Ruby Forum Ferret > ferret for professionals

Posted by Igor K. (demoversion)
on 02.09.2007 12:03
Hello,

I'm trying to setup ferret search engine(what i did successfully for
searching english phrases, words)

But i doesn't work for UTF-8 symbols!!!

I tried  to find the solution for this problem:
1) i add to enviroment.rb followinf lines:
  ENV['LANG'] = 'de_DE.UTF-8@euro'
  ENV['LC_TIME'] = 'C'
  require 'acts_as_ferret'
2) next i using scaffold added few posts(my model, that i index this
way:
    acts_as_ferret :fields => [ :name, :post ]

English phrases searching well, but for german it get empty result
array.

I don't know what to do, so I asked to professional, who do this!!

Thanks for your replies!
Posted by Benjamin Krause (Guest)
on 02.09.2007 13:28
(Received via mailing list)
Hey ..

i just set the followings:

ENV['LC_CTYPE'] = 'en_US.UTF-8'
Ferret.locale = "en_US.UTF-8"

see http://bugs.omdb.org/browser/trunk/config/environment.rb

searching for utf-8 works great, i've indexed characters
in german, english, asian languages, hebrew and other..

Ben
Posted by Igor K. (demoversion)
on 03.09.2007 10:08
Attachment: ferrettest2.rar (82,1 KB)
Benjamin Krause wrote:
> Hey ..
> 
> i just set the followings:
> 
> ENV['LC_CTYPE'] = 'en_US.UTF-8'
> Ferret.locale = "en_US.UTF-8"
> 
> see http://bugs.omdb.org/browser/trunk/config/environment.rb
> 
> searching for utf-8 works great, i've indexed characters
> in german, english, asian languages, hebrew and other..
> 
> Ben

Thak you for your reply, but even this can't help me, please check my
sources in attachment.

Here is 2 controlles - add(for adding new posts) and search

Thanks
Posted by Jens Kraemer (Guest)
on 04.09.2007 09:57
(Received via mailing list)
On Sun, Sep 02, 2007 at 12:03:59PM +0200, Igor K. wrote:
>   ENV['LC_TIME'] = 'C'
>   require 'acts_as_ferret'
> 2) next i using scaffold added few posts(my model, that i index this
> way:
>     acts_as_ferret :fields => [ :name, :post ]
> 
> English phrases searching well, but for german it get empty result
> array.

Does this apply for searching via a web form, or in unit tests?
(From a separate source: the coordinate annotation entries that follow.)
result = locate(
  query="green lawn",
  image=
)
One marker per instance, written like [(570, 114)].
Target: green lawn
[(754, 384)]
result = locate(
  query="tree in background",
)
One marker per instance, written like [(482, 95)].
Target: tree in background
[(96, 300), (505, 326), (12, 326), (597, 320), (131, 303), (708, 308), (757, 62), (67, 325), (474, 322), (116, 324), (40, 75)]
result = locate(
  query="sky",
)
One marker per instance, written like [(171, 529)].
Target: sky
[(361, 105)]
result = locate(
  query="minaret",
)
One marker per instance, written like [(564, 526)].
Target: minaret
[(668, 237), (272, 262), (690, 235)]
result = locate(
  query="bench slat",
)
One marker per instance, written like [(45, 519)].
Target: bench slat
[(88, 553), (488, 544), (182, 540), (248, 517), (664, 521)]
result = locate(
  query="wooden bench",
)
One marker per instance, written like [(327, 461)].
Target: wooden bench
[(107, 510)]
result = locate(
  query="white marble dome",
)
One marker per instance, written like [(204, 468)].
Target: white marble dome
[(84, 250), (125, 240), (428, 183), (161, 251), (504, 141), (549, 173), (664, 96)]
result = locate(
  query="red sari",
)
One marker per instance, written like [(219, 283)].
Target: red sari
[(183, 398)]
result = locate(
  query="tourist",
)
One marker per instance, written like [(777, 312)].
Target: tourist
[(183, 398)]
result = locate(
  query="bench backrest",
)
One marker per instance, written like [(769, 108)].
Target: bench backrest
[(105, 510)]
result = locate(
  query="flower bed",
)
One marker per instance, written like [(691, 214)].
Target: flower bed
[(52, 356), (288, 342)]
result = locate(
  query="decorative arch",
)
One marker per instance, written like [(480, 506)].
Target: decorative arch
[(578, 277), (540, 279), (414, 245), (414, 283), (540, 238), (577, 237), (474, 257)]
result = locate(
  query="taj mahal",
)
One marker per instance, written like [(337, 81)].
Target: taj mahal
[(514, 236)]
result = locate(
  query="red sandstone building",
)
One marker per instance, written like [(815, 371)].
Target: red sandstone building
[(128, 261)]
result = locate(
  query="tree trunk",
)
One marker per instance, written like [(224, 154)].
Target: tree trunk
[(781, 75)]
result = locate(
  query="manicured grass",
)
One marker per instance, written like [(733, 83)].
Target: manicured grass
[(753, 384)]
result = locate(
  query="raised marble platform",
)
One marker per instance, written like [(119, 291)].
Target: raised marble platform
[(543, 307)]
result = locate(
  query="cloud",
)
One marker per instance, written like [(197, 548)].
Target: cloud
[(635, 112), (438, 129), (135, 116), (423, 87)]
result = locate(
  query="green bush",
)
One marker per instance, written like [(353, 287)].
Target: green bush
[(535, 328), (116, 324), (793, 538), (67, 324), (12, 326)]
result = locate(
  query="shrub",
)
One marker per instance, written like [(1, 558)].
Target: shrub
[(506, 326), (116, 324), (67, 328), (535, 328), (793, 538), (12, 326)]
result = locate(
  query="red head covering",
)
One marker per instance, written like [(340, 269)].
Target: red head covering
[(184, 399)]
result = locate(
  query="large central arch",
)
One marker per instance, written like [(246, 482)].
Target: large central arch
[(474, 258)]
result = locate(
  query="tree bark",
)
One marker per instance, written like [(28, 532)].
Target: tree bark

Maybe
non-ascii characters in your queries get garbled before ferret even gets
to see them?

The same applies for the content you save.

Jens

--
Jens Krämer
webit! Gesellschaft für neue Medien mbH
Schnorrstraße 76 | 01069 Dresden
Telefon +49 351 46766-0 | Telefax +49 351 46766-66
kraemer@webit.de | www.webit.de

Amtsgericht Dresden | HRB 15422
GF Sven Haubold, Hagen Malessa
Posted by Igor K. (demoversion)
on 04.09.2007 11:28
Jens Kraemer wrote:
> On Sun, Sep 02, 2007 at 12:03:59PM +0200, Igor K. wrote:
>>   ENV['LC_TIME'] = 'C'
>>   require 'acts_as_ferret'
>> 2) next i using scaffold added few posts(my model, that i index this
>> way:
>>     acts_as_ferret :fields => [ :name, :post ]
>> 

> Does this apply for searching via a web form, or in unit tests? Maybe
> non-ascii characters in your queries get garbled before ferret even gets
> to see them?

No, i use UTF8 in database, controllers, environment.rb
When i do search like Post.find(:all, :conditions => ['name like ?', 
'SOME-UTF8-TEXT']) it founds.

Have anybody looked at my test project in attachment?
Posted by Jens Kraemer (Guest)
on 04.09.2007 15:51
(Received via mailing list)
On Tue, Sep 04, 2007 at 11:28:11AM +0200, Igor K. wrote:
> > non-ascii characters in your queries get garbled before ferret even gets
> > to see them?
> 
> No, i use UTF8 in database, controllers, environment.rb
> When i do search like Post.find(:all, :conditions => ['name like ?', 
> 'SOME-UTF8-TEXT']) it founds.
> 
> Have anybody looked at my test project in attachment?

Yes, I did. After changing the line setting ENV['LANG']
to 'en_US.UTF-8' in config/environment.rb (because I don't have
the de_DE.UTF-8@euro locale installed on my system) it works perfectly.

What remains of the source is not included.